Wednesday, August 25, 2010

August 25 - Buzzy the Clown

Most of the other people in the circus didn't know his real name. Ted something? They called him by his stage name, Buzzy the Clown.
He hailed from Johnsonville, a small town outside of Wichita, and he joined the Ringling Brothers and Barnum & Bailey Circus when he was 17 years old. After a couple of years of washing out the animals' carts, and feeding and washing them, he became a clown, modeling himself after Emmett Kelly. He had a perennially downcast expression; floppy, tattered clothes; and a drooping flower on his lapel. He was always the butt of the other clowns' jokes, and he was good at it.
To anyone in the audience who noticed him, he was the hobo clown, or the guy that got squirted in the eye with the gag lapel flower, or the guy that had the seat of his pants catch on fire and then ran around looking for a barrel of water to sit in to put it out. That was Buzzy.
At Ringling Brothers, clowns came and went all the time, but Buzzy was a journeyman, an institution. He was with the circus for five decades, and he never missed a performance, was never late. He was a professional. Never the star of the show, but always there if you needed him.
Nobody knew what he did between seasons. As far as anybody knew, he didn't have a family. He never mentioned a wife or kids.
He mentioned having visited New York City one time where he saw the Statue of Liberty, the Empire State Building, and Radio City Music Hall.
At the beginning of every season, he was always one of the first ones back for rehearsal. All the clowns who knew him agreed they could count on him, and everyone else at the circus described him as dependable and solid, a good guy. Kind of quiet, though.
In his early days, after shows, he sometimes got together with Harvey the elephant trainer and some of the other clowns like Gus, Ward, and Fred to drink rye and talk about football. After those guys moved on to other things, he mostly kept to himself, doing crossword puzzles in his trailer and reading adventure novels he'd pick up at truck stops.
After 46 years with the circus, he decided it was time to move on. The rest of the circus threw a retirement party for him, complete with a cake from the local supermarket decorated with a frosting clown face that looked more like Bozo than Buzzy, but he didn't mind.
It was a rainy night, so everybody squeezed into the manager's trailer to eat corn dogs and drink Busch and Coors Lite.
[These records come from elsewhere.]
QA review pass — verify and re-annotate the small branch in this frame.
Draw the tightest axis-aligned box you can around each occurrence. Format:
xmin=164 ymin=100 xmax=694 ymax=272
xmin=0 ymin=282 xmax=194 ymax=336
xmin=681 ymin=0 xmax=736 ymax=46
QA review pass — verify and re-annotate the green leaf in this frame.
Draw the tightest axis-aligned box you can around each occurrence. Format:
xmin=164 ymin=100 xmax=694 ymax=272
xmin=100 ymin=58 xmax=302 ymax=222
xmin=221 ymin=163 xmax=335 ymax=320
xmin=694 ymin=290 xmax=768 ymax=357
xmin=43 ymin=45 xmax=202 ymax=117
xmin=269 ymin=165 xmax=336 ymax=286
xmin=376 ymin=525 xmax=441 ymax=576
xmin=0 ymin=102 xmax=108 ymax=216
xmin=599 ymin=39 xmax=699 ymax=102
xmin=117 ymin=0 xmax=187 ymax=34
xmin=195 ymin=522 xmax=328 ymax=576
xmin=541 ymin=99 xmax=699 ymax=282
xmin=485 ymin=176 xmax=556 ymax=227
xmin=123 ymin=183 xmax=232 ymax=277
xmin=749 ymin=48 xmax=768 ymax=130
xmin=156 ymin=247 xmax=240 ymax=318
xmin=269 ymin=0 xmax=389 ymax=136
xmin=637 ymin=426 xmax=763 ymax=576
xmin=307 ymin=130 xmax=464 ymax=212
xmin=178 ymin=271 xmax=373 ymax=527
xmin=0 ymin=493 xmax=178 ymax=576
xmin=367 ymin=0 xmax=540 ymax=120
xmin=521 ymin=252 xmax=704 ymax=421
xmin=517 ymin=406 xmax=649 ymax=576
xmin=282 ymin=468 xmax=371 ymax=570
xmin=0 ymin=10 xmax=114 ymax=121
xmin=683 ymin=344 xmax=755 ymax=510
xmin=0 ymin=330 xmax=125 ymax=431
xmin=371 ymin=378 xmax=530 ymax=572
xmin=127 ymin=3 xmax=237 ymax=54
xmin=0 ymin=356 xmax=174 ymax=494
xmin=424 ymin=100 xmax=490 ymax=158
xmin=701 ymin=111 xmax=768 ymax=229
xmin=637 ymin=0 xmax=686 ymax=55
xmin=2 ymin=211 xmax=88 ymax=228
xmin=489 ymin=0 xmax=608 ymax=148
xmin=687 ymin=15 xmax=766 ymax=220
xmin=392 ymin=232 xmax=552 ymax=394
It was hot, loud, and crowded. A lot of people that Buzzy didn't remember ever talking to before asked him what he was going to do now that he was retired, and he had to lean in to hear them.
"Relax!" he would say every time and then laugh good naturedly. And then whoever it was who'd asked him would pat him on the back, wish him good luck, and then go talk to someone else. Everybody told him to keep in touch, and he said he would, but he didn't.
It was a few years later that he died in a Kansas City flophouse. They didn't find much in his room, just some old pictures from his circus days, a few used paperbacks, clothes, and a transistor radio. He was 66 years old.

1 comment:

  1. :Your grandfather B. always wanted to travel with the circus. He might have been that clown.